The beautiful part of this distribution system is that you can have as many loudspeakers as you desire, so long as you don't exceed the output power rating of the power amplifier-transformer combination. For example, you can have 10 10 W loudspeakers or five 20 W loudspeakers driven from the same 100 W source. Be careful to select efficient loudspeakers, those that produce a lot of acoustic power for not much electrical power. You'll be able to provide a terrific amount of sound pressure level throughout the house. You can provide volume controls in each room without fear of damaging the power amplifier when they are all turned off or on.
Yes, there are some down sides to this type of distribution system. Transformers, like everything else, can be made cheap but poor or good but expensive. Only the biggest and most expensive transformers will be able to pass much power below 70 Hz, and some will have trouble above 12 kHz. For a background music system this is not a big problem. If you want to push the low end a bit, find a closet as close to the center of the house as possible and install a self-powered subwoofer, something like the Pioneer SW 1000 or those made by Velodyne or Altec Lansing. Because bass frequencies are omnidirectional and easily transmitted by the structure of the house, you will be amazed at how low frequencies will be felt in almost every room of the house. It certainly fills out any background music system and with the simplicity, low cost and expandability of a constant-voltage audio system, it should be a must for every new home being built.
There's an altogether new way to attack this problem.

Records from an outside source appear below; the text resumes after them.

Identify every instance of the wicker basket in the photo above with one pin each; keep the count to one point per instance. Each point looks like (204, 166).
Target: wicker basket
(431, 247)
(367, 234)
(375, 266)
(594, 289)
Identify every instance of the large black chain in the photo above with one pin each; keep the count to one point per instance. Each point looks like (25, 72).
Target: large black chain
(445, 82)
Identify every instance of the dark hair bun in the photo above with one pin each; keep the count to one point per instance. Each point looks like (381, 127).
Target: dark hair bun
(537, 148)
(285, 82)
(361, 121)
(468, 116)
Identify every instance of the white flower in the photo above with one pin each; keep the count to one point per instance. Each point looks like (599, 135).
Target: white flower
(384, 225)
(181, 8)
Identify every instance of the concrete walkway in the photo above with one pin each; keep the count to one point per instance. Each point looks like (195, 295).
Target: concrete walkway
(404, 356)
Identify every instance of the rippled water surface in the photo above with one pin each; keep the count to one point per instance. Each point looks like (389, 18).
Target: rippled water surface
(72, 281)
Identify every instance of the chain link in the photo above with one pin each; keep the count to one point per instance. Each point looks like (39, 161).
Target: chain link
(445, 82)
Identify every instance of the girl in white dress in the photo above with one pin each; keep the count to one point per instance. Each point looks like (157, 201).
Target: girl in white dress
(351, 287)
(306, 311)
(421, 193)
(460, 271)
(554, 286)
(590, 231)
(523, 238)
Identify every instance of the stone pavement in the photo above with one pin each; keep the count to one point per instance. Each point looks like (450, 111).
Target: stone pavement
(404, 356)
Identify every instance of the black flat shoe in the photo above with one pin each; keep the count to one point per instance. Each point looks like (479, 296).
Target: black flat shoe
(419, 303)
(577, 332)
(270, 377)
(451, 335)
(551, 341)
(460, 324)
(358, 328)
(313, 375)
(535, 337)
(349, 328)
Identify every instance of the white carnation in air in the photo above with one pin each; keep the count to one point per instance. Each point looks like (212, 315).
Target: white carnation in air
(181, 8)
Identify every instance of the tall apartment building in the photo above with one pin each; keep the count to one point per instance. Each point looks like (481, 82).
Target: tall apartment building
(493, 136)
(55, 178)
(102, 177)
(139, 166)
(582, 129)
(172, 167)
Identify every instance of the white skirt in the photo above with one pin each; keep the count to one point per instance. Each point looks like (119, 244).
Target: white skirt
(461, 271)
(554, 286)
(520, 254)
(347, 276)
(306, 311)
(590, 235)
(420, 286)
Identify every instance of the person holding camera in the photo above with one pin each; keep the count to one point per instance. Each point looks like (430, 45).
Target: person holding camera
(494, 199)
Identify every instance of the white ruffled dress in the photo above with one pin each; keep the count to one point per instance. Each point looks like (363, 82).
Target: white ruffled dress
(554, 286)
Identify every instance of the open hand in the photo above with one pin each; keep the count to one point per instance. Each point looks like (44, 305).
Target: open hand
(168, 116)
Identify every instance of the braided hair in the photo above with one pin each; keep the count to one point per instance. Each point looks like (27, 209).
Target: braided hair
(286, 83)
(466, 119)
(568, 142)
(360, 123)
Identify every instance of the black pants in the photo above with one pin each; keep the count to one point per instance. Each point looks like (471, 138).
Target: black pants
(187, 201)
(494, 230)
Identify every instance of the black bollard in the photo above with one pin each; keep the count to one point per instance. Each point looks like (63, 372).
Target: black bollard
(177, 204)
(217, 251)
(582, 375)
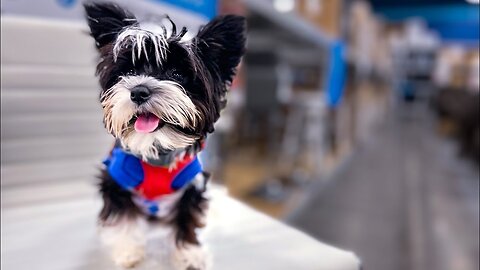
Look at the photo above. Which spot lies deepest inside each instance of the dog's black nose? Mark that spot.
(140, 94)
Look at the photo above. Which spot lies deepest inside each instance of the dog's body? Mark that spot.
(161, 95)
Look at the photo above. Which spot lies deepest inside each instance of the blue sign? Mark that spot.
(66, 3)
(207, 8)
(336, 74)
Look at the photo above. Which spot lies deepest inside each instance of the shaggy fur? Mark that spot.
(184, 83)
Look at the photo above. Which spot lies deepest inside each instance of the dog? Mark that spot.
(161, 93)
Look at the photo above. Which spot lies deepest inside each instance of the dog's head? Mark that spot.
(160, 90)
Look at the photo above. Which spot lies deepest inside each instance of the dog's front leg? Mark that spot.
(125, 238)
(122, 226)
(188, 254)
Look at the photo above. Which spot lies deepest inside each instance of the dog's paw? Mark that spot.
(128, 256)
(190, 257)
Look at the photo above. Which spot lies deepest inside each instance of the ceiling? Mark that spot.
(453, 20)
(402, 3)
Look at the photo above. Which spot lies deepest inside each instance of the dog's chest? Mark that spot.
(153, 186)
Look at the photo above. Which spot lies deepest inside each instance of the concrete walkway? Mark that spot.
(404, 201)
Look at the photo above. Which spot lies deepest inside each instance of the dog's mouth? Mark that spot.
(147, 123)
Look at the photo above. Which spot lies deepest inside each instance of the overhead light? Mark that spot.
(284, 5)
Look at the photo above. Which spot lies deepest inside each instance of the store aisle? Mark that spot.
(404, 200)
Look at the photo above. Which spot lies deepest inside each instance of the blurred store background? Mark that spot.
(354, 121)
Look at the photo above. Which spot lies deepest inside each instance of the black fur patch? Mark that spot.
(117, 202)
(188, 215)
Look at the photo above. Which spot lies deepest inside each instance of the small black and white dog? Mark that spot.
(161, 95)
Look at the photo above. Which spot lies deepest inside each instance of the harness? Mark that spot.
(152, 185)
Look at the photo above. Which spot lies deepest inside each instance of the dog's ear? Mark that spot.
(221, 44)
(106, 20)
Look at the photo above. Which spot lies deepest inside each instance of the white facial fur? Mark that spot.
(168, 101)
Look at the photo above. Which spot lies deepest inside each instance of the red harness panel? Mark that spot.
(158, 180)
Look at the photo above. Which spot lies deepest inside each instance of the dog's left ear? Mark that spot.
(106, 20)
(221, 44)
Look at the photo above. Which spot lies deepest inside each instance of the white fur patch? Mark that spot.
(126, 241)
(135, 36)
(191, 257)
(169, 102)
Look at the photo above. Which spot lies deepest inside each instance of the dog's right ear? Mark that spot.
(106, 20)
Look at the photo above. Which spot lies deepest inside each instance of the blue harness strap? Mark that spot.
(127, 171)
(124, 168)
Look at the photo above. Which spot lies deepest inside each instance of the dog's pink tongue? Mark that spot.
(146, 123)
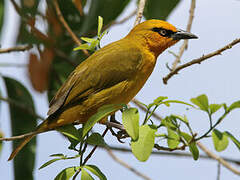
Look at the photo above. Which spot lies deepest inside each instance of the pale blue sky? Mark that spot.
(216, 23)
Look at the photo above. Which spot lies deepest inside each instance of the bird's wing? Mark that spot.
(105, 68)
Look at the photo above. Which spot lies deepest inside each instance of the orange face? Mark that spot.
(159, 35)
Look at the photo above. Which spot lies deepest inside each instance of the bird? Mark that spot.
(113, 74)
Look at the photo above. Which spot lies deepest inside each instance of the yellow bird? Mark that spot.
(112, 75)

In recent years several companies, led by Xantech, have developed an automatching volume control that allows up to 7 pairs of loudspeakers to be driven by an ordinary amplifier. The proper impedance matching is automatically done right within the volume control. This is the answer for most residential audio distribution systems, period! There just isn't any need anymore for the four-button speaker control boxes filled with transformers. We are headed for the year 2000!
Returning to those audiovisual receivers, I highly recommend that 4 e loudspeaker systems of high efficiency be used and that you connect just one to each channel of the receiver. If you need more sound-pressure level, you must do three things:
1. Purchase more high-quality loudspeaker systems.
2. Use additional amplifiers driven from the pre-amplifier outputs of the receiver.
3. Try to find a very rich aunt to pay for all of this.
When you need multiple, remote loudspeakers, use a separate amplifier just for that and use constant-voltage transformers or else the automatching type of volume control. That's how to keep unintended pyrotechnics and smoke effects out of your installation.